The position of the Church is characterised by its complete surrender to the fascist party in power and the support it gives to that government by turning up to key public events and in other ways. For this, it is condemned. But Spica’s experience as a fake priest gives him an insight into the comfort that ordinary people demand and, even despite his best efforts to refuse to cooperate, take from their clergy. As Don Paolo, Spica comforts and inspires people, especially, young people and women, in ways he could never achieve as a socialist organiser, alone. He changes people’s lives, positively, for the good and he receives devotion, even love, from many including the two young women, Christina and Bianchina, both of whose lives he has dramatically touched. And when Spica sees a real priest in action, Don Girasole, he is impressed by how much good a poor hard working priest does for his community including in areas for which the government has responsibility but fails to act with compassion or empathy.
It is 25 years since the Signet edition was published and 75 years since the first edition of Bread and Wine was published, albeit, in German. In some respects, it has become quaint and, no longer, relevant (although every avowed socialist who broke with Stalinism in the 1930s will always have huge Brownie points from me). In other respects, Bread and Wine retains a timeless quality. For me, Bread and Wine was not about the competing visions of the socialist promise of socialist liberation and the Christian promise of spiritual transcendence identified by Howe.
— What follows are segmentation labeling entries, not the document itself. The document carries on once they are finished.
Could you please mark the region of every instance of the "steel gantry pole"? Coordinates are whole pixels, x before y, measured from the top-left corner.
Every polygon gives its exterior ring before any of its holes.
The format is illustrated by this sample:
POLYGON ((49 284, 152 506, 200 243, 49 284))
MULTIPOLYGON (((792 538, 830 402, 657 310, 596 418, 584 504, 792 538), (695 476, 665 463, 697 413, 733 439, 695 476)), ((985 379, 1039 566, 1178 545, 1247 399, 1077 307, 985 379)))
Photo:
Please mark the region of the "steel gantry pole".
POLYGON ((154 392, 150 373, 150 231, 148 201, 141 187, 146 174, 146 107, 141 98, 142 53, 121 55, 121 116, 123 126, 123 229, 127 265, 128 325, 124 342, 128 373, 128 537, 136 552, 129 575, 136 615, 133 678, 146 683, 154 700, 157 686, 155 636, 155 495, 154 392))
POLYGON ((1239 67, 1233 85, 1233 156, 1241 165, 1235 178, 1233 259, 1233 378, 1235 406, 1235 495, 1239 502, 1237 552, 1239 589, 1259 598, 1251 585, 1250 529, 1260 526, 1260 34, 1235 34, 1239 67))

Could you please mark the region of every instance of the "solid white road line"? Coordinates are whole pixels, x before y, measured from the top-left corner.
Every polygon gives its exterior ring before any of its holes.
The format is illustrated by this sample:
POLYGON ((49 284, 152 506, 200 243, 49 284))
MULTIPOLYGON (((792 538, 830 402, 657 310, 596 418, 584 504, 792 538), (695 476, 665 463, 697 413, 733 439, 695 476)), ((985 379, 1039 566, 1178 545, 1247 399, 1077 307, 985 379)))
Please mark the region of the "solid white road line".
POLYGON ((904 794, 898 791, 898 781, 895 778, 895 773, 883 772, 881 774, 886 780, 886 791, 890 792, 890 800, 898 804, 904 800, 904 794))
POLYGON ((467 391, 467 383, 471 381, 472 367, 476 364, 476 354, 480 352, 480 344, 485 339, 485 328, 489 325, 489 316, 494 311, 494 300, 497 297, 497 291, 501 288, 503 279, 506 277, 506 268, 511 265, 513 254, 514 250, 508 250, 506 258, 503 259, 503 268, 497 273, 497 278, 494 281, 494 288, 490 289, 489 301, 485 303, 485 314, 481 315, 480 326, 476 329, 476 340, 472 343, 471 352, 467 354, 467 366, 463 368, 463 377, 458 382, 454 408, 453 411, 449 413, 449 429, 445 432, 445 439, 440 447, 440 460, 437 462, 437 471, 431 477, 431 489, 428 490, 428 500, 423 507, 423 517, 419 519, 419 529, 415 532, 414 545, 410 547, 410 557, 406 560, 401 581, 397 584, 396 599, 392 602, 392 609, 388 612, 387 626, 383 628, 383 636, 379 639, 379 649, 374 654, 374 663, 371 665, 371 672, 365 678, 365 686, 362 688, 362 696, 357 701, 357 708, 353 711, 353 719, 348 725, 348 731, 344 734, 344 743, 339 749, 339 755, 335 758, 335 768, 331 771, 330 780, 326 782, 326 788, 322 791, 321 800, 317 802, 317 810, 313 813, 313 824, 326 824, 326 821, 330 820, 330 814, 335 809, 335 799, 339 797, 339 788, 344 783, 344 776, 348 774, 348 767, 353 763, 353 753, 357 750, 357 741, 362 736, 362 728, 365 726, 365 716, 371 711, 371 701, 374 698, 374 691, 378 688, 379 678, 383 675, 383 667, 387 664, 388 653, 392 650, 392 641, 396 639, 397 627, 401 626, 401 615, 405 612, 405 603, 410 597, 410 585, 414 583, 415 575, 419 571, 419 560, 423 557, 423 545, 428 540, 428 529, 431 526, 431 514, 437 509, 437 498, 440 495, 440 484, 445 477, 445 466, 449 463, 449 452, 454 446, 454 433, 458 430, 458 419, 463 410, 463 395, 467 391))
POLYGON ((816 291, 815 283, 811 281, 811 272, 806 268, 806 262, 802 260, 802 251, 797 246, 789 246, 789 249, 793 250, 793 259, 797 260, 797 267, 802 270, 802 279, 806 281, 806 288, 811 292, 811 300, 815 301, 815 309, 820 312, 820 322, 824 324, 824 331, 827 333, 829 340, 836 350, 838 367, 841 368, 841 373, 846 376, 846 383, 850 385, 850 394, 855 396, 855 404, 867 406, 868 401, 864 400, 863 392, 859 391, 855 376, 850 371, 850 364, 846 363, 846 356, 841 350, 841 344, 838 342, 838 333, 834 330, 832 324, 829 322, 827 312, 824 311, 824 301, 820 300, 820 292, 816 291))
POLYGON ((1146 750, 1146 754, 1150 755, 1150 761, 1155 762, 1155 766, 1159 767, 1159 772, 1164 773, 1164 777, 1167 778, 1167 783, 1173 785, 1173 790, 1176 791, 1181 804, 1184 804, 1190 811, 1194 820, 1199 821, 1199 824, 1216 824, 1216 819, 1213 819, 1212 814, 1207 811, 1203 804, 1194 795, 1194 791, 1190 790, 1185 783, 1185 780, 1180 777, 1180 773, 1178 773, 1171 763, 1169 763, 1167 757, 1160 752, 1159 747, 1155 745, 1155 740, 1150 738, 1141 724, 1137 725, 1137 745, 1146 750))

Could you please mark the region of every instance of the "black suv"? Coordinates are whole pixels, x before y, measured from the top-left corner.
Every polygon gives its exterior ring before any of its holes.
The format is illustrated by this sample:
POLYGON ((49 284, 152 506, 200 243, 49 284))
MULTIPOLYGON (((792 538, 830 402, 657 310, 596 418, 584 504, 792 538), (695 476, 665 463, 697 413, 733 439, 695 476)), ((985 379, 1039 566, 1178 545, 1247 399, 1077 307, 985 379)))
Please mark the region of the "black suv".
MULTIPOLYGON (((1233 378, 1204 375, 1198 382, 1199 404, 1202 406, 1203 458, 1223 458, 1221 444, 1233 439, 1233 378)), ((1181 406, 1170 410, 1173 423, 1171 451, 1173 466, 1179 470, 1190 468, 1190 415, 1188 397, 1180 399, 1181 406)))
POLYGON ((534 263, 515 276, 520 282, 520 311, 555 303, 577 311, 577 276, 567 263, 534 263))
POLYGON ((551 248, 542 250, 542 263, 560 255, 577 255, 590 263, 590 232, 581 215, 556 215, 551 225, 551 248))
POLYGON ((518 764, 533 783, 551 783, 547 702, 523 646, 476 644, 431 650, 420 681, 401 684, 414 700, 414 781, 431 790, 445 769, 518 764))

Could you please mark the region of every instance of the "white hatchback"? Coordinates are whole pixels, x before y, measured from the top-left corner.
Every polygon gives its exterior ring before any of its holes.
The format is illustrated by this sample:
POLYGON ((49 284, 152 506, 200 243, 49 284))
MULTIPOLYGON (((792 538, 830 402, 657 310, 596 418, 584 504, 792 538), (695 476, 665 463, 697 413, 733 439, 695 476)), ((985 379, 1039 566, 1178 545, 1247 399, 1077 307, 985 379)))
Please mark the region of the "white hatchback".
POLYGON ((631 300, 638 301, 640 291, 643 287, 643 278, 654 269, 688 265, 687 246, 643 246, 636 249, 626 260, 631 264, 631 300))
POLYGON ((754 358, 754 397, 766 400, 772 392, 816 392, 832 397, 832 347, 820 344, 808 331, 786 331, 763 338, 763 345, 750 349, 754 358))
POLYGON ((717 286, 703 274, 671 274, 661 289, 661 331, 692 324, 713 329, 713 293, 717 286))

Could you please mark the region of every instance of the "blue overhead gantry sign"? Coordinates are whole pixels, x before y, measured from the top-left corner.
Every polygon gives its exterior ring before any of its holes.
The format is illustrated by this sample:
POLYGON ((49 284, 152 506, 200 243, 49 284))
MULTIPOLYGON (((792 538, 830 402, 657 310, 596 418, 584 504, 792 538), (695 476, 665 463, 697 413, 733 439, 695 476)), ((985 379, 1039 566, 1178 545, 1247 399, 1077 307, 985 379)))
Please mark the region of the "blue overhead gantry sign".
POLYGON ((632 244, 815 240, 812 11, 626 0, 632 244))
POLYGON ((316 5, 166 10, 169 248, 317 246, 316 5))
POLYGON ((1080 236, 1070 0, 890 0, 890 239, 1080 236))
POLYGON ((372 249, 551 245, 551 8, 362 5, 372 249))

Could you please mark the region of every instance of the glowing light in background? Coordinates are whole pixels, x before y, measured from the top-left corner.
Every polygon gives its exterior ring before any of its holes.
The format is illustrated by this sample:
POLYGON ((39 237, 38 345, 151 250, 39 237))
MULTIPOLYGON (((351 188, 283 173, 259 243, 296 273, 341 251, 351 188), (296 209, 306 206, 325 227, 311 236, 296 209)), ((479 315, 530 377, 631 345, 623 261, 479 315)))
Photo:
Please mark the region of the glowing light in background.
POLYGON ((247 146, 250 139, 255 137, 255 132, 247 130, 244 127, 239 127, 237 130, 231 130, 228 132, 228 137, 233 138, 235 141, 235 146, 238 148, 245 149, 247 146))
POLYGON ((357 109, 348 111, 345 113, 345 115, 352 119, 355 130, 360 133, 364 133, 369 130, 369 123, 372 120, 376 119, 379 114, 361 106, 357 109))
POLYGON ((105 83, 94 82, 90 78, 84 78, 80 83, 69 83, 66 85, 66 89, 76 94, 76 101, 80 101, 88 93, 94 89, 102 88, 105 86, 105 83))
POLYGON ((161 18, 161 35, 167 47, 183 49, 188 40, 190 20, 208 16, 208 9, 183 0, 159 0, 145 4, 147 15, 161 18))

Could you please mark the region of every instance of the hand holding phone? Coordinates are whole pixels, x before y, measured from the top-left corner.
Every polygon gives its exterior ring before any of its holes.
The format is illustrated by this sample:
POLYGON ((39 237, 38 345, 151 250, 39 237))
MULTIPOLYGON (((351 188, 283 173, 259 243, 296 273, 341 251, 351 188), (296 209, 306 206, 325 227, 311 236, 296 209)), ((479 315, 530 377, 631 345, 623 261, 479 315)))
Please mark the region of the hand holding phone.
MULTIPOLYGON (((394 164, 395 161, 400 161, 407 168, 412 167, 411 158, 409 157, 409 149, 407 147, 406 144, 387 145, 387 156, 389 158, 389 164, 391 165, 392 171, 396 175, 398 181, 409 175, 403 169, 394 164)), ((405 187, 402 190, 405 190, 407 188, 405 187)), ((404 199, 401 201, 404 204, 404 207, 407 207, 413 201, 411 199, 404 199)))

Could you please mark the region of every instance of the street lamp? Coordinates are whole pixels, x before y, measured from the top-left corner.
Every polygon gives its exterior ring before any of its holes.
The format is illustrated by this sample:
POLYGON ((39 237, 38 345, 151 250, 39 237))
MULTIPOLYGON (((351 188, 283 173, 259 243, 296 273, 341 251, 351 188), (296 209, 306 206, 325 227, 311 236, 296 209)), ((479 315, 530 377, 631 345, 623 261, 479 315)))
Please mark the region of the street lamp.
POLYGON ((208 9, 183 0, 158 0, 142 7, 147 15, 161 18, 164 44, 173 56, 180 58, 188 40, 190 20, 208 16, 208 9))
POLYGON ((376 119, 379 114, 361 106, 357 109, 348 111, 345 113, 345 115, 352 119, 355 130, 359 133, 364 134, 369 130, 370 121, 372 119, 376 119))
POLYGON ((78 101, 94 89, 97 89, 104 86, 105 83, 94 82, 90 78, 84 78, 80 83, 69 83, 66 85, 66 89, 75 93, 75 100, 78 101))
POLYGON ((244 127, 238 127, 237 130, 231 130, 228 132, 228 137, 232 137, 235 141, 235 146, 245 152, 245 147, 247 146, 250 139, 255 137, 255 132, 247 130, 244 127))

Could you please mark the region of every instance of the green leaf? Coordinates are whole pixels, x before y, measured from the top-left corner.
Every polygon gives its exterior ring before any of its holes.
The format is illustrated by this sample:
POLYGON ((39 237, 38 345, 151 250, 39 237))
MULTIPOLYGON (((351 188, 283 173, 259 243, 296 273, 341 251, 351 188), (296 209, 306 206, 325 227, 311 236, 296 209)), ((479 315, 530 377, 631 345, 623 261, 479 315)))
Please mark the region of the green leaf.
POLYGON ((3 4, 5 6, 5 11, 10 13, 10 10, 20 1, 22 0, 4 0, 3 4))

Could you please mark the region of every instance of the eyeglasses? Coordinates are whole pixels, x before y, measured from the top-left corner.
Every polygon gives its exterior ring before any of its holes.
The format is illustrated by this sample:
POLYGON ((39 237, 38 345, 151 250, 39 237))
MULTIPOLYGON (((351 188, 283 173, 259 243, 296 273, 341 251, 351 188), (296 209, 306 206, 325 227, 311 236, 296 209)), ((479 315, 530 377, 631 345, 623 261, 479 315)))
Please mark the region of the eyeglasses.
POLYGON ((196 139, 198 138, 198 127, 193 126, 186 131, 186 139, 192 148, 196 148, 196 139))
It was more about the luxury of principles when we do not have to put them into action and the varied human responses of those who have to live through some kind of challenge or repression. When our beliefs have the potential to cost us dearly, or even a little, there will be no right answer and everyone will respond in their own way. For some, preserving professional advancement or the safety of oneself and one’s family will take precedence. Others may choose their principles and, perhaps, even martyrdom, whether Christian or socialist or both. And all, hopefully, will learn something along the way, perhaps, even from those who hold different views and make different choices to ourselves.